Love, hate & compassion are hard-wired into humans at the genetic,
neurological and biochemical levels. I believe the leading candidate
for the "love" drug currently may be oxytocin but other factors are
probably involved. If we "program in" or "select for" traits that
create human or "mind" like characteristics in our computers, cyborgs
or robots, the answer is *yes* they will have minds.

>Ray Kurzweil, another eminent American technologist, is more gloomy. He
>predicts that human identity will be called into question by the massive
>computers of the future.

Human "minds" can evolve and adapt. Human bodies will become irrelevant
in the long term. Because human bodies cannot avoid local hazards
(earthquakes, floods, hurricanes, etc.) bodies will eventually be
irreparably damaged. The interim period, which could well last
thousands of years depending on how "attached" we remain to our
bodies, will be one of gradual uploading as human minds expand
within computer hardware (perhaps not unlike how the developing
brain of a fetus or young baby expands within its growing head).

>By 2020, a mere two decades from now, technology will be producing
>computers faster and more powerful than the human brain.

As pointed out above, we will get this by 2005-2010. There is no
guarantee however that we will be able to program or teach them to
have human like intelligence by 2020 or even 2030.

>But computing power is only part of the story. It is the networks that
>really give computers their potent and omnipotent future.

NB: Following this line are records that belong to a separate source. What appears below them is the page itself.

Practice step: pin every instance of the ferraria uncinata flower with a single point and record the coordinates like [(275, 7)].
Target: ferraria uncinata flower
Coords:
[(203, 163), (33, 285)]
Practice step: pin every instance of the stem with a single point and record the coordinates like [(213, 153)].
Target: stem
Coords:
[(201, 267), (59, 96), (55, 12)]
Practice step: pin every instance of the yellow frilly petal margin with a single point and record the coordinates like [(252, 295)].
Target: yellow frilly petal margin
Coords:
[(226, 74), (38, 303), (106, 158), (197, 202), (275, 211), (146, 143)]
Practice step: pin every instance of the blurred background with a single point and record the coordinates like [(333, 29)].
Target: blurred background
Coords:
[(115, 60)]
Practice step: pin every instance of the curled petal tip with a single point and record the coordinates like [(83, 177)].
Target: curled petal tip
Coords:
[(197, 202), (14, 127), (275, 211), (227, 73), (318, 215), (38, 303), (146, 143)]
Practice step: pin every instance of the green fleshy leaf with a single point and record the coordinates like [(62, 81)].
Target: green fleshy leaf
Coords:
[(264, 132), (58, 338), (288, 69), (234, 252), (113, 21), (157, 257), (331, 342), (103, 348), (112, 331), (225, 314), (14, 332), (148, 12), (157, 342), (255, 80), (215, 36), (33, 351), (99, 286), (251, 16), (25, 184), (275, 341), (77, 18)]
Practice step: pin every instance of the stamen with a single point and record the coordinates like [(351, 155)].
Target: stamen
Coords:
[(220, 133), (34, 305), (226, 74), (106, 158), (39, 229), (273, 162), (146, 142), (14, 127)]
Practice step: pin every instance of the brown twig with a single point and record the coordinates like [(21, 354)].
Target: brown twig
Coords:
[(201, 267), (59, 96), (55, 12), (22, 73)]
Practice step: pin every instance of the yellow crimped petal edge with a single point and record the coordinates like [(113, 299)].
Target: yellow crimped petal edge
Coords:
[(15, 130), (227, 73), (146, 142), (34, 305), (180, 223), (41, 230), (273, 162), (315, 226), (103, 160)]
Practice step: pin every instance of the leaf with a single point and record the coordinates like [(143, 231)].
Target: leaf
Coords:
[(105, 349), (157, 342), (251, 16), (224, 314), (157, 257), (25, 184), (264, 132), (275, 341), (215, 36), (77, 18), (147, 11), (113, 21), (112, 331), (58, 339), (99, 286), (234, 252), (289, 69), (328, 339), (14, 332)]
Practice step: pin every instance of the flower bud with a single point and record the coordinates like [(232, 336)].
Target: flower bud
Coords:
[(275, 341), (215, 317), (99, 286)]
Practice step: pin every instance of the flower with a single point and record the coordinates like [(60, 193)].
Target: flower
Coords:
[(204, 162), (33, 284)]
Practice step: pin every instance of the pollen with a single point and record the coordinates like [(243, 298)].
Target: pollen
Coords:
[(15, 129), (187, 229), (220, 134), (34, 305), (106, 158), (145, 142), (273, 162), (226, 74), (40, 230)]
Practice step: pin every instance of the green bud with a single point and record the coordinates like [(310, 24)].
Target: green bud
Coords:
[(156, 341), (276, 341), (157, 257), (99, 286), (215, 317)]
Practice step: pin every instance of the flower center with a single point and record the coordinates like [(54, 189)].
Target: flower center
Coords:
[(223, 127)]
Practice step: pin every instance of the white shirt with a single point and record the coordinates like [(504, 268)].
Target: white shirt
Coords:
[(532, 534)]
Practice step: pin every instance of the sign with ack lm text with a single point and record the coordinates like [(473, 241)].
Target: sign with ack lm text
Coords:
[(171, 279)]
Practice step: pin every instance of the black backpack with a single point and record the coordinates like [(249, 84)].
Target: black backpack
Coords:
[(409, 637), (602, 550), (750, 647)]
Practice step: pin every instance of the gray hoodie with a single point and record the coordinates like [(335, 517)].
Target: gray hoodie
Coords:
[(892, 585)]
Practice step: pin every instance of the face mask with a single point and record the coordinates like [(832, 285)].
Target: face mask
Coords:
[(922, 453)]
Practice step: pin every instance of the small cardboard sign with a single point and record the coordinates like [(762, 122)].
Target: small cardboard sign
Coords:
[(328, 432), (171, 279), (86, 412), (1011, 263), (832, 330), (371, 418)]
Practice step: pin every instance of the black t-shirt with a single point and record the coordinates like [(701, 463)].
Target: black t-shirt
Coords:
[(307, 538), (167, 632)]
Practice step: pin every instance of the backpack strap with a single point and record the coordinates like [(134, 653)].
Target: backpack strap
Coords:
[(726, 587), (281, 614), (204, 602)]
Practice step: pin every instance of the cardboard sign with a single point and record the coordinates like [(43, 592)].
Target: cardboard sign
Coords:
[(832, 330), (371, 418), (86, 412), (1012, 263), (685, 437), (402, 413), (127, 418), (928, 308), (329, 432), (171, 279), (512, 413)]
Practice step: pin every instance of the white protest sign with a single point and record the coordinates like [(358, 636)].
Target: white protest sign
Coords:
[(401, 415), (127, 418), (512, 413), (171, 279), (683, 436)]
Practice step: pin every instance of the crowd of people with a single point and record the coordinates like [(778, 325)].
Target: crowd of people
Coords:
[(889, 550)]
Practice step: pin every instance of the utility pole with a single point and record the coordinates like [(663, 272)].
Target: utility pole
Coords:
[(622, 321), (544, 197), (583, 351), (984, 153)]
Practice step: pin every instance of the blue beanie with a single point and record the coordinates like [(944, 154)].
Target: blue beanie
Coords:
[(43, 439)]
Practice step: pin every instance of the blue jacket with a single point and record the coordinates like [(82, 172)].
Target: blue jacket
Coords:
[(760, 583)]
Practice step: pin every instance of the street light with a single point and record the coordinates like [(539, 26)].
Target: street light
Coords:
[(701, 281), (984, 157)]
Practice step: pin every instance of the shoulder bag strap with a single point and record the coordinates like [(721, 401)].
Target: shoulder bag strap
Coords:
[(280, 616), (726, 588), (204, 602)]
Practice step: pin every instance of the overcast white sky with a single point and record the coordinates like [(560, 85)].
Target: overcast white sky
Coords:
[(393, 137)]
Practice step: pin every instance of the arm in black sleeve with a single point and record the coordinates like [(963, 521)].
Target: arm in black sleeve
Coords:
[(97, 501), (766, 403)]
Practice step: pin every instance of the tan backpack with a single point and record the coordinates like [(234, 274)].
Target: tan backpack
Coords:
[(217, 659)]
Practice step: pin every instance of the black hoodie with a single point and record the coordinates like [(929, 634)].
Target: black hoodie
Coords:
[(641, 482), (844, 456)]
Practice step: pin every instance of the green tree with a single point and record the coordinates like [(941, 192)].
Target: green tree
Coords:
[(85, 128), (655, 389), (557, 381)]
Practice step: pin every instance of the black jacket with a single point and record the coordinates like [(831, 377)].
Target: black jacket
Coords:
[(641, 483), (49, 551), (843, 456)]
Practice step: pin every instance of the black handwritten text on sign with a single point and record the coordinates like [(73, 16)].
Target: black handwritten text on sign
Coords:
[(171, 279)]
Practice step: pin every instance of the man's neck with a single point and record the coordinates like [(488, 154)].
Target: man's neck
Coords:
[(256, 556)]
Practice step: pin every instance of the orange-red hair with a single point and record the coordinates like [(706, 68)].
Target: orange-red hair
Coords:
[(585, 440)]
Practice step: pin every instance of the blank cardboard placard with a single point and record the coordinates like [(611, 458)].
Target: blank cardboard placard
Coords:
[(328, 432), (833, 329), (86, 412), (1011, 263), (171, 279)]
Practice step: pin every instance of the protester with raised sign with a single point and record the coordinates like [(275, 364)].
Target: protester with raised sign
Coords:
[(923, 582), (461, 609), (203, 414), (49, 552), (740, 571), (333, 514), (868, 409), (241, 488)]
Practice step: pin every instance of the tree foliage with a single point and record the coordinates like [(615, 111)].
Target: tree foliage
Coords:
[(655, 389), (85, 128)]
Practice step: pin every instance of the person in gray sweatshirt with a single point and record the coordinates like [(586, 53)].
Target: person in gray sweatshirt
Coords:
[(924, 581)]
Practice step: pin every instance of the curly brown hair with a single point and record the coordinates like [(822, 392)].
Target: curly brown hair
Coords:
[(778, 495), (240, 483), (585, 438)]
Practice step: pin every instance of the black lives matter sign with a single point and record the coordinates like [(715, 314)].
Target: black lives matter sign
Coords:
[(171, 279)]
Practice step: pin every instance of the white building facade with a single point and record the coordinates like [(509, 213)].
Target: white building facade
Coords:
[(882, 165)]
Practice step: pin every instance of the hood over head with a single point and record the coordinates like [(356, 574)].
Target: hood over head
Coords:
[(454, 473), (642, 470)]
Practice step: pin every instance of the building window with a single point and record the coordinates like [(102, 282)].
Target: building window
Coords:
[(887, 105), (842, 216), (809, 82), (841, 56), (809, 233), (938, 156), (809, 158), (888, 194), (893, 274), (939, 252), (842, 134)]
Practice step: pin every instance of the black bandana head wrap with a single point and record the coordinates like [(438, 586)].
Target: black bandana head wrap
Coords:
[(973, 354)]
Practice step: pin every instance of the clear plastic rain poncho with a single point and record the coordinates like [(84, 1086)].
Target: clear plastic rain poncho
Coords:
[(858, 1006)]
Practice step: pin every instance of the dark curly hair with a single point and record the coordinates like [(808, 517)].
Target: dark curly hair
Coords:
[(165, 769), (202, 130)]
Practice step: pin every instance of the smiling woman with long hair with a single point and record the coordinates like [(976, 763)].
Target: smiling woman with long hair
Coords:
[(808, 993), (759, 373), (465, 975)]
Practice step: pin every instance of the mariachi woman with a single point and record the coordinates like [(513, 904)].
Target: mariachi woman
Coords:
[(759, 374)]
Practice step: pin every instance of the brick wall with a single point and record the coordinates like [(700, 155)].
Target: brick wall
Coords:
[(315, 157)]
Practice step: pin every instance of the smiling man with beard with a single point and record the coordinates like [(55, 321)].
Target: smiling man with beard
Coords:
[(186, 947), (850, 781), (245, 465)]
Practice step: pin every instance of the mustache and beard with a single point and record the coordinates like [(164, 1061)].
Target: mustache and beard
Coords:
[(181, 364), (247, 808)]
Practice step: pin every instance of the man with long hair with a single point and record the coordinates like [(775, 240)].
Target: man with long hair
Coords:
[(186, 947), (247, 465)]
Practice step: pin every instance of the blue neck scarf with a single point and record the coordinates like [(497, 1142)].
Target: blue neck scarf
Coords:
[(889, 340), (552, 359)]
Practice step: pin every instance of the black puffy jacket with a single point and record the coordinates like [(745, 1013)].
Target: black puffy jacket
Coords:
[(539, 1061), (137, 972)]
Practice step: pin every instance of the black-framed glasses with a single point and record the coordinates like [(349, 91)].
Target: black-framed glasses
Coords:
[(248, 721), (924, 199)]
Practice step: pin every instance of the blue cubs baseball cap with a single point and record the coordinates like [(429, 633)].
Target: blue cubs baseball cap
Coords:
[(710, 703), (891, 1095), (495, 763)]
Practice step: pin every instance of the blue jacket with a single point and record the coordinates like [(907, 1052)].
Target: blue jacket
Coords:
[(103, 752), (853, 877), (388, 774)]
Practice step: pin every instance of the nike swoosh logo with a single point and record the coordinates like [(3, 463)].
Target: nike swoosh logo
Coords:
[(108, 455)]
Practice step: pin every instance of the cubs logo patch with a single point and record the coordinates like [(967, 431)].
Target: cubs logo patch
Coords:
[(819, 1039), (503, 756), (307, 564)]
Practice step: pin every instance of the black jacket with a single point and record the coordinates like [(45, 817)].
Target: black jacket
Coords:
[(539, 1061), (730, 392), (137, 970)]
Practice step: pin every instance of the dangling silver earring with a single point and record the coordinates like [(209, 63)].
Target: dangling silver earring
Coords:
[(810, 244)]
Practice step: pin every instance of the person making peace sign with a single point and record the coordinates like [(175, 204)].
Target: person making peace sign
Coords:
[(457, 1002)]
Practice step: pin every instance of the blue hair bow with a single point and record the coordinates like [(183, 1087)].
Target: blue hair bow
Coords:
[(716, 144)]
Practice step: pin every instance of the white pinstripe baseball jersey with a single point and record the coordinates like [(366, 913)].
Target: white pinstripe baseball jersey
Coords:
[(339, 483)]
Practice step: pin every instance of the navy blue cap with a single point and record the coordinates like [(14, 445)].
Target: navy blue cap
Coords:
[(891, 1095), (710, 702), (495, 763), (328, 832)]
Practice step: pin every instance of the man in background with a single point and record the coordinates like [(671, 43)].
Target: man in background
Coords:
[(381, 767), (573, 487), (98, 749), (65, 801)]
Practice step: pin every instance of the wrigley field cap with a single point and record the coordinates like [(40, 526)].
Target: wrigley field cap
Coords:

This is critical -- in the brain it is *not* the raw processing power
that creates much of the capacity, it is the communications bandwidth
between all of the computational nodes (neurons). It is a very open
question when we will be able to build computing logic elements that
have the number of raw inputs and outputs that the brain has. Matching
the communications throughput of the brain is probably a much more
significant barrier for some aspects of intelligence than matching
its processing power.

>About 2050 or so, says Mr Kurzweil, the computers, by then capable of
>reasoning for themselves, could decide we humans are too slow, too
>ignorant, too petty and too argumentative to be tolerated.

Poppycock again. If you link the humans to the computers using the
technologies discussed (neural implants and high bandwidth radio
or fiber connections), then you can't create such a simple dividing
line between artificial minds and human minds.

>Why would a computer wish to associate with us?

Why would a human want a frail human body if it could do away with it?

> Just as we have allowed the information age to create increasingly
> divided societies of haves and have-nots, so will it be
>we humans who will create a future of cyborgs and mega-computers.

Self-replicating systems based on biotechnology will solve much of the
"have-not" problem. Full blown molecular nanotechnology is not required.

>Mr Kurzweil quotes Daniel Hillis, a noted computer engineer: "I'm as fond
>of my body as anyone else, but if I can be 200 with a body of silicon, I'll
>take it."

If the problem of aging is resolved through the clever application
of first biotechnology and then nanotechnology, then the average
lifespan determined by the U.S. present day accident rate would
be ~2000 years. Who would want to live 2000 years without being
able to grow and evolve beyond the limitations of a standard-issue
human brain?

>Then, are you a human or a computer, and who's side are you on?

Its always easy to cast as "us" vs. "them". Instead we merge as the
humans who are not too afraid to evolve, do so, perhaps in the
end choosing to leave the planet to those who choose not to do so.